30 years ago, ‘PCU’ showed the timelessness of anti-woke sentiment
The 1994 comedy demonstrates that every op-ed about college kids going way, way too far, is based on very old ideas.
Have you heard that college kids today are just the worst and have gone way too far with their leftist politics and their tendency to always be offended?
You’ll likely hear that every single day on Fox News and throughout most of the rest of the conservative media, whether it’s centrism-coded places like Bari Weiss’ website or the further-right fever swamps of Breitbart and the Daily Wire.
But you’ll hear something similar from plenty of places in the liberal media too; few topics are dealt with more frequently on the New York Times op-ed page or in The Atlantic as the scourge of out-of-control college kids. You’ve likely also heard about this pressing problem from every last touring comedian who’s ever bombed at a college gig.
That’s the prevailing attitude now. But it was also the attitude ten years ago, 20 years ago, 25 years ago (when I was in college)… and 30 years ago, when a Hollywood movie called PCU was produced, that made all the same arguments that should sound very familiar today.
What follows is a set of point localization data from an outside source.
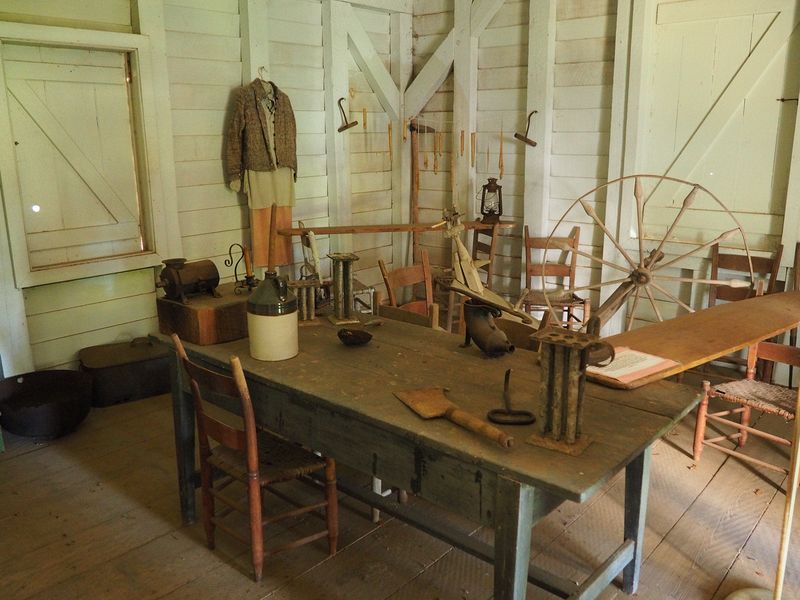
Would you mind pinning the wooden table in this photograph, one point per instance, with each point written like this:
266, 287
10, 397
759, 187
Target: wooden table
697, 338
339, 401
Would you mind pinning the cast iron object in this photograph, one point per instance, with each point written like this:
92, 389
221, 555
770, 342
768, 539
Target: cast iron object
45, 404
354, 337
479, 319
507, 415
181, 279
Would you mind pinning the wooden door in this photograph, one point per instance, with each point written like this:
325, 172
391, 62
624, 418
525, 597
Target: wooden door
70, 116
703, 106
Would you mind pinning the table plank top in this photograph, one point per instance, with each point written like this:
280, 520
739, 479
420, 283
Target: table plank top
696, 338
359, 382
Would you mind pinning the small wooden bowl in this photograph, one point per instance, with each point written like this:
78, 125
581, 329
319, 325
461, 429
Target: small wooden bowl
354, 337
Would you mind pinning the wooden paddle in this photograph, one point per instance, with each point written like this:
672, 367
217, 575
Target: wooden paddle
431, 403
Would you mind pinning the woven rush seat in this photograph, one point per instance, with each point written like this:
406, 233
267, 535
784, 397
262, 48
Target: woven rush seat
774, 399
745, 395
278, 460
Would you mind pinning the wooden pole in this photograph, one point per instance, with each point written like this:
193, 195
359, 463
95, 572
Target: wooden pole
414, 191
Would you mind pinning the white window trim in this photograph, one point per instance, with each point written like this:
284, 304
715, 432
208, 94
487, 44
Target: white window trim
155, 154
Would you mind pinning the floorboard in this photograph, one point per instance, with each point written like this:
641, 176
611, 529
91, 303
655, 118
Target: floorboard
95, 515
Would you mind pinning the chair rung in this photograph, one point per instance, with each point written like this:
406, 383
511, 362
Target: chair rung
293, 513
743, 456
758, 432
297, 543
229, 531
242, 508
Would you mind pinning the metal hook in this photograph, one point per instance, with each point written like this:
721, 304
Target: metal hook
345, 124
525, 138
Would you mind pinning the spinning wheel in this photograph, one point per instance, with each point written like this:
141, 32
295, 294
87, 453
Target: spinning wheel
644, 278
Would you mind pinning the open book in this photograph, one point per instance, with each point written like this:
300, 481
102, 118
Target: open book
629, 365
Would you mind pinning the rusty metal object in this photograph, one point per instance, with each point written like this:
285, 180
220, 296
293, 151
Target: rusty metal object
181, 279
564, 355
249, 280
508, 415
481, 328
343, 311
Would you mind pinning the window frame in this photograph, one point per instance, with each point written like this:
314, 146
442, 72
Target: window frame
149, 152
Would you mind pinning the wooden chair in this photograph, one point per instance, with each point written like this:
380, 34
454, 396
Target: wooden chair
749, 393
422, 311
255, 458
765, 266
564, 300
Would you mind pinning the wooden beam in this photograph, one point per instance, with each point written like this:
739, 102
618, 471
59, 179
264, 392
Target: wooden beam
401, 68
15, 349
391, 6
742, 82
465, 104
541, 61
253, 15
334, 52
431, 77
371, 64
386, 228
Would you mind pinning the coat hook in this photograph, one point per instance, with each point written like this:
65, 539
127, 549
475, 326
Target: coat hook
525, 138
345, 124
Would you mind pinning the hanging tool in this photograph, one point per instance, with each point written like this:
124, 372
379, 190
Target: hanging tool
507, 415
525, 138
431, 403
345, 123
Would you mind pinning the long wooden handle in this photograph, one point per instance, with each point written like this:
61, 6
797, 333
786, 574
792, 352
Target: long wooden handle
467, 421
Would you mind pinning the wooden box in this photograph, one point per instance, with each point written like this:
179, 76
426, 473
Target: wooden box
206, 320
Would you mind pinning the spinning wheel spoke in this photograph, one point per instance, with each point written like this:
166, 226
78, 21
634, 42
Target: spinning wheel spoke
633, 309
672, 297
593, 214
687, 203
565, 246
597, 286
653, 303
727, 282
644, 275
725, 236
637, 193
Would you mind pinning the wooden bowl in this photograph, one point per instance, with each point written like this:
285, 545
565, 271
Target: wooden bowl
354, 337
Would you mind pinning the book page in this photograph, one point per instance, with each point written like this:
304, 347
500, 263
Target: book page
629, 365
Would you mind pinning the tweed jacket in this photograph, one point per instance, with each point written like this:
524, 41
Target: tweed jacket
245, 140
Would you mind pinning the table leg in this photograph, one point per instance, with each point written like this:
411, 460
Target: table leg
512, 538
183, 419
637, 486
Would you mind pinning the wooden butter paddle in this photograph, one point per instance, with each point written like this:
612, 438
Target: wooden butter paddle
431, 403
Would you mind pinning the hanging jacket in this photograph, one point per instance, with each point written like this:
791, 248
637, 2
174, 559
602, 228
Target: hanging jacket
245, 140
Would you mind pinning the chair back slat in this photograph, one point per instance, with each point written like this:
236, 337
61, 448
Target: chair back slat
781, 353
204, 380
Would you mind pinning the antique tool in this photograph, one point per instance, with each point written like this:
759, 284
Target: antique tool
345, 123
343, 288
480, 327
431, 403
507, 415
525, 138
249, 280
564, 355
181, 279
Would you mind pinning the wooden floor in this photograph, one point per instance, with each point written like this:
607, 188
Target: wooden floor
95, 515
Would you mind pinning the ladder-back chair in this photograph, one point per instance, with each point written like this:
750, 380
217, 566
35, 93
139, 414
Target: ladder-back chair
255, 458
562, 299
749, 394
426, 309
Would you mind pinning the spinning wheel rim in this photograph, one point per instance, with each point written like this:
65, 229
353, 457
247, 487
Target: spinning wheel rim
640, 273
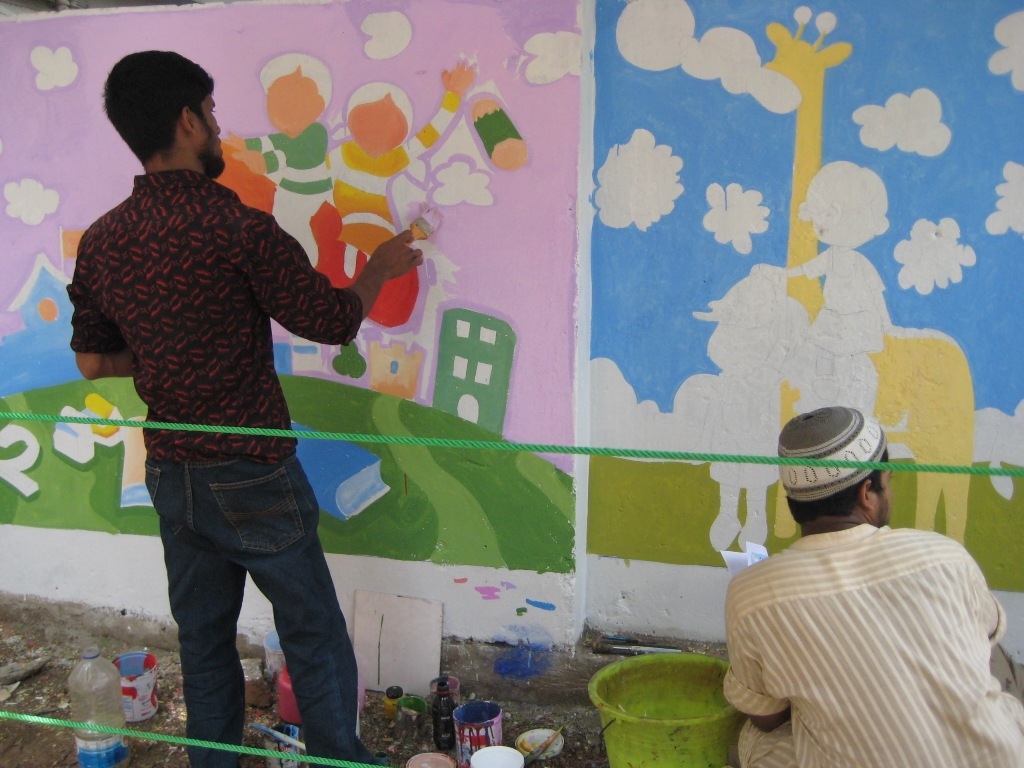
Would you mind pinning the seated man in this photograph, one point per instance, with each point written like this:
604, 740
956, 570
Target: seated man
860, 645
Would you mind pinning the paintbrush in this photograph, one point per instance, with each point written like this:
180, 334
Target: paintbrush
536, 754
283, 737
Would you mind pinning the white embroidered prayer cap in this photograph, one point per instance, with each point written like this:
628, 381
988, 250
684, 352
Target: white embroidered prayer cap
835, 433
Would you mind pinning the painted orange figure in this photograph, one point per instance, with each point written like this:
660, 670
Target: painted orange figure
378, 150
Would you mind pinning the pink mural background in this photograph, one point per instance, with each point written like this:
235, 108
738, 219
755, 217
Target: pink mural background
511, 252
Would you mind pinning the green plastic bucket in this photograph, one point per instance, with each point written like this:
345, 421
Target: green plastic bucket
666, 711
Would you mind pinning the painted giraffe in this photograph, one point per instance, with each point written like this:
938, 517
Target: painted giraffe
925, 392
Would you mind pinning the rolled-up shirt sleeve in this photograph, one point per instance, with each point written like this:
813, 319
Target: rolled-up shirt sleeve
92, 332
744, 685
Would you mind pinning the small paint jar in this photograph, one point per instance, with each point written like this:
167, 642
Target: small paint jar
391, 696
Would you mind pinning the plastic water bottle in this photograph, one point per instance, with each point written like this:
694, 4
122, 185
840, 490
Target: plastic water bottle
95, 697
441, 714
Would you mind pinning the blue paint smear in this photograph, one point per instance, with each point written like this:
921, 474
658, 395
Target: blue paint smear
523, 662
541, 605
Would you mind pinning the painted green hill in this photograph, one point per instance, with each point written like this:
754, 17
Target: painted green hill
476, 507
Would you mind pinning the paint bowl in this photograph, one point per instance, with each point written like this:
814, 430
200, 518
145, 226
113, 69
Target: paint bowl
666, 711
534, 738
477, 725
497, 757
138, 685
430, 760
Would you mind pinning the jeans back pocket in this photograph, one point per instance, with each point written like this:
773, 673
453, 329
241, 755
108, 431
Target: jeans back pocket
262, 510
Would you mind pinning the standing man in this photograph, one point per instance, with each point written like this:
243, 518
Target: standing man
860, 645
176, 288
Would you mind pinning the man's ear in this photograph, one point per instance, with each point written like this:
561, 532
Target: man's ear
866, 497
189, 122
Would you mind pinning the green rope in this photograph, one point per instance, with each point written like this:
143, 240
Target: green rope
179, 740
518, 446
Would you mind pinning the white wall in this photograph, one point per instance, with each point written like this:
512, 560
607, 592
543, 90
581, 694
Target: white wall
127, 572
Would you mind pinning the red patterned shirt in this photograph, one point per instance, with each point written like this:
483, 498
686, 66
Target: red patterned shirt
188, 279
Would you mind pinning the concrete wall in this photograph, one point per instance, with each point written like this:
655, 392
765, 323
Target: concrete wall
655, 266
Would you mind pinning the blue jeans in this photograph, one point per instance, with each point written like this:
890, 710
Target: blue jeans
219, 520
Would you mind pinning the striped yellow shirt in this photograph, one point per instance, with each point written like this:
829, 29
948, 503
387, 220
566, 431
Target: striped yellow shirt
880, 640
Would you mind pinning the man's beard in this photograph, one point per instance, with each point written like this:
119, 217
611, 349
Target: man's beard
213, 165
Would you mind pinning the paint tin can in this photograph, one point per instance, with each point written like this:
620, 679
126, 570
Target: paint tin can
138, 685
477, 724
273, 656
453, 688
430, 760
411, 715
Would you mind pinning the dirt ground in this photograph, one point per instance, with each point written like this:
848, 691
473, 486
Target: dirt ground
557, 697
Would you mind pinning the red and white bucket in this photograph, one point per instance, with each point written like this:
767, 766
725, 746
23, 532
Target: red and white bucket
477, 724
138, 684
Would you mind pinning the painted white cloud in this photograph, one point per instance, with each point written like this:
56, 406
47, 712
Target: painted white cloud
460, 182
1010, 59
620, 421
911, 123
638, 183
998, 438
1010, 207
735, 214
932, 256
54, 69
389, 33
657, 35
555, 54
30, 201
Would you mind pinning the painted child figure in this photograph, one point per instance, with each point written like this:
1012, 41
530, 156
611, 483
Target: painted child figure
847, 206
298, 89
378, 150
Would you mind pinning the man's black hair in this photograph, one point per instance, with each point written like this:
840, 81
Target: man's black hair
841, 504
145, 93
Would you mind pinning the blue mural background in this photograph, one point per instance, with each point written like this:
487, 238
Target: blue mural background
676, 265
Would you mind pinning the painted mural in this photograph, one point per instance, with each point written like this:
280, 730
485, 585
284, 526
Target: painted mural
348, 121
819, 205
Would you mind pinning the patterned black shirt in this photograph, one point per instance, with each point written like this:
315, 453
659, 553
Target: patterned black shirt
188, 279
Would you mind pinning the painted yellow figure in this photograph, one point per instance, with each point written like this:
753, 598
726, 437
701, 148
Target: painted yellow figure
378, 150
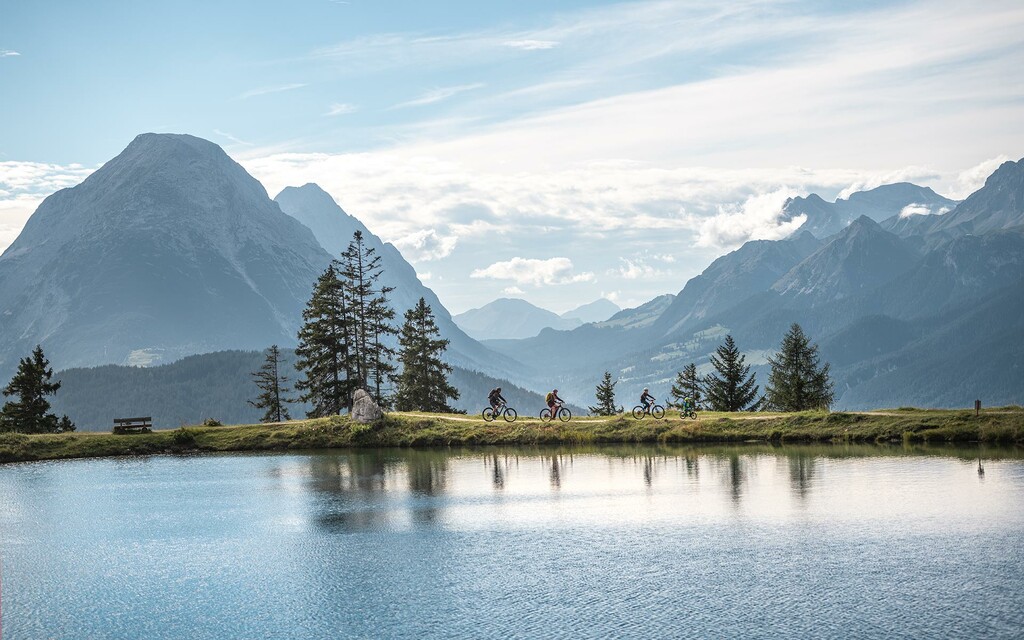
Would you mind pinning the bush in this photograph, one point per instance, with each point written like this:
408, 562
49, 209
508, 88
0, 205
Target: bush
183, 437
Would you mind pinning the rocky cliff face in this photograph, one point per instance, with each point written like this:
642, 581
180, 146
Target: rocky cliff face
169, 249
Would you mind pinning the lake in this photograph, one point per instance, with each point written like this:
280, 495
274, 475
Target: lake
744, 541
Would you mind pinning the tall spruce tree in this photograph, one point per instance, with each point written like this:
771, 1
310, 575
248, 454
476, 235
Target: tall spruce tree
798, 381
325, 354
29, 413
372, 317
731, 387
605, 393
687, 385
423, 382
272, 385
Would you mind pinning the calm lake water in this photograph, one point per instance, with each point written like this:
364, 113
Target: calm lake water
625, 542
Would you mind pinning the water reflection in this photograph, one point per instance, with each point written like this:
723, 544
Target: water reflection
802, 468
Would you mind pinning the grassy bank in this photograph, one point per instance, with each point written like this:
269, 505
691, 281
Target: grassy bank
905, 425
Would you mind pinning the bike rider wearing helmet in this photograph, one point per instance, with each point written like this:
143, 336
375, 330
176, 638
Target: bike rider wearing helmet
552, 399
496, 399
646, 399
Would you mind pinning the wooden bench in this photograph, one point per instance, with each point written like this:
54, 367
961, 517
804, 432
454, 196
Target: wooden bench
133, 425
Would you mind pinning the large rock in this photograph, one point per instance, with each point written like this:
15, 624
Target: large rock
364, 408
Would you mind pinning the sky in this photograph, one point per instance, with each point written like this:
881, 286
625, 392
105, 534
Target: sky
554, 153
Hell, older people in the 1960s probably felt much the same way about the original hippies, many of whom are now pushing 80.
You could say PCU was ahead of its time- or that that time never went away at all.
PCU hit theaters in April of 1994, although it took some time to find its audience on cable and eventually DVD. The film was directed by Hart Bochner, best known as an actor in a long list of movies between the 1980s and 2000s, most notably his part as Ellis, the doomed Donald Trump, Jr.-lookalike cokehead in Die Hard.